Selon lui, le jugement politique, on l’a ou on ne l’a pas. «Cela ne s’apprend pas, soutient-il. On peut développer de l’expérience politique, mais lire une situation urgente, avec quelques conseillers réunis à l’improviste, l’analyser rapidement pour la transformer en opportunité, cela n’est pas donné à tout le monde.»
Des facteurs structurels qui limitent le pouvoir
L’étude énumère quatre facteurs structurels qui limitent le pouvoir du personnel de cabinet. Deux reposent sur le pouvoir d’inertie de la fonction publique. D’une part, les fonctionnaires ont l’expertise technique que ne possèdent pas les employés généralistes des cabinets. D’autre part, ils traitent certains dossiers au détriment d’autres à cause de la quantité élevée d’informations à analyser. Deux autres facteurs structurels touchent à la dynamique politique. Les rivalités internes en sont un. Le positionnement du cabinet du premier ministre au centre du système politique québécois en est un autre. Celui-ci aura toujours dernier mot dans ses rapports avec les autres cabinets puisqu’il coordonne l’action de l’ensemble.

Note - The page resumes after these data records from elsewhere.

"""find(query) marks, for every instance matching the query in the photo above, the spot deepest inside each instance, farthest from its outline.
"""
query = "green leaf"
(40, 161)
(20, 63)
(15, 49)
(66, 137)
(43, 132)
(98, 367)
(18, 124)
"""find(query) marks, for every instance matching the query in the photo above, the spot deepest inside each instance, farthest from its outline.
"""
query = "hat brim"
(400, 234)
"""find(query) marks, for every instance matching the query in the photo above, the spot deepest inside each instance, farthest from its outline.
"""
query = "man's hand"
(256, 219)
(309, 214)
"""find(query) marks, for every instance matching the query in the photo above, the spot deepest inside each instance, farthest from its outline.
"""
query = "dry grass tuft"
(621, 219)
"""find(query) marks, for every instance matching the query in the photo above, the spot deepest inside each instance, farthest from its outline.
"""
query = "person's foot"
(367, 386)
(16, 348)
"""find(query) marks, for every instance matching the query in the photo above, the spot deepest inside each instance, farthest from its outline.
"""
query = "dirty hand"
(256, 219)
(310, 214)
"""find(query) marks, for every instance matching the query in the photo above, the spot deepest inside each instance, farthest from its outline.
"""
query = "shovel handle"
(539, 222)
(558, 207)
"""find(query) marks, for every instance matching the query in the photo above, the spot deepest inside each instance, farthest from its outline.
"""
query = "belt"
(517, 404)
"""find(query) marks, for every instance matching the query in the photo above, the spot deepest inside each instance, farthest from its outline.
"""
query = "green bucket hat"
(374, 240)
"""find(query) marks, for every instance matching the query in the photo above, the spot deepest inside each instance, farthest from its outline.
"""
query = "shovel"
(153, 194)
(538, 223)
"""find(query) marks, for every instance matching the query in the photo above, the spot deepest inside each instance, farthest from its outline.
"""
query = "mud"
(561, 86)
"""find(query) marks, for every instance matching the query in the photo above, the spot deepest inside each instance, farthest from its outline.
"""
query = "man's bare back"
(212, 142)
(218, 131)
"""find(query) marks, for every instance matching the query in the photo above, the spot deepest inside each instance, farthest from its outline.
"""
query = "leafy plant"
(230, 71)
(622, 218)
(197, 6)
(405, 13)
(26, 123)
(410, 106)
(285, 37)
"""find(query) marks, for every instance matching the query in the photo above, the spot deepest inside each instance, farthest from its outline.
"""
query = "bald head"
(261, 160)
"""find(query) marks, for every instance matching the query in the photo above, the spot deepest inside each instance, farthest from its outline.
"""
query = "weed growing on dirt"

Et que deviennent les membres du personnel des cabinets après leur passage en politique? Certains comme Steve Jacob et Éric Montigny se dirigent vers l’enseignement. D’autres comme Jean-Marc Fournier et Geoffrey Kelley sont devenus des élus. «Certains ont intégré la fonction publique, indique Éric Montigny. D’autres se retrouvent dans le secteur privé, entre autres dans les agences de relations publiques. Gilbert Lavoie est devenu rédacteur en chef du journal Le Soleil. Quant à John Parisella, il est devenu consultant et chroniqueur politique.»